Es de esperar que la cultura urbana cambie. Los decibeles deben disminuir.  Gustar el silencio es bueno, amarlo es mejor. Si el vecino duerme, podemos bajar el sonido del televisor. Cuidar su sueño es una manera óptima de quererlo. En el otro extremo de las posibilidades, el ruido puede matar. Hay bombas de ruido, son preferibles a las bombas de verdad, pero han sido diseñadas para aterrar. Me pregunto cómo irán a terminar sus vidas esos trabajadores municipales que clavan el taladro en el cemento, unos con audífonos y otros no. Perderán la audición, ¡seguro!

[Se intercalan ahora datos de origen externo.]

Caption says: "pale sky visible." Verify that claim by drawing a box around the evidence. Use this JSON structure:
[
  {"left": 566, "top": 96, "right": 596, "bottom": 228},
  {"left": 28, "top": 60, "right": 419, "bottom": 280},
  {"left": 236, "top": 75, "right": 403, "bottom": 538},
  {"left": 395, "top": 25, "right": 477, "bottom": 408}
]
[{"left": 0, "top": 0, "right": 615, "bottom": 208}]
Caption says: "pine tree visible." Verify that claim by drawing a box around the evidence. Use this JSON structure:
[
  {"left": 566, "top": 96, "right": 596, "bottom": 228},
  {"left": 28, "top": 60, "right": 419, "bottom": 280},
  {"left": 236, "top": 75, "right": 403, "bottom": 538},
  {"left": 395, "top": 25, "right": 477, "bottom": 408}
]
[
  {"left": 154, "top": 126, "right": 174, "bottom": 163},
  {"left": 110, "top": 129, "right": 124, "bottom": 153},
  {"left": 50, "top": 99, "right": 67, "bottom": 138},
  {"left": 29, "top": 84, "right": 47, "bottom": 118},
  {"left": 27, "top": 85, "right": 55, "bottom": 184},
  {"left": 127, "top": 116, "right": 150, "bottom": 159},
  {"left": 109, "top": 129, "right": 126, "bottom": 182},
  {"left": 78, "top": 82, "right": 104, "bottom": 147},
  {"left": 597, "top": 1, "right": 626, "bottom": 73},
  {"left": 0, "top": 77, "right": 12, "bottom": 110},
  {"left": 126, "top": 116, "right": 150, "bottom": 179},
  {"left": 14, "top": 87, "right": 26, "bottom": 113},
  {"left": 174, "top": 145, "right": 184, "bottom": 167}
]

Effatá murió. Effatá pasaron a llamarle los amigos. Lo que nadie imaginó es que resucitaría en el siglo XXI. El problema es que se reencarnó en un motorista que prefiere la bulla al silencio. Se entusiasmó con este modo de vida y fue incorporado a un club de motoristas. Él sabía lo que era no oír nada. Poder hacerlo gracias al milagro lo trastornó. Se le ve de casco en los semáforos esperando la verde. Hace ronronear la moto con los guantes y apenas dan la luz aserrucha. Le saca cincuenta metros a los demás entre semáforo a semáforo.

¿Qué se puede hacer? Poco. Es como si al ex sordo hacer ruido le diera la sensación de valer la pena para los demás. “Oigo, luego existo. Existo, por tanto, óiganme”. Pero los demás piensan distinto. Effatá recuperó el oído, pero de empatía sabe poco.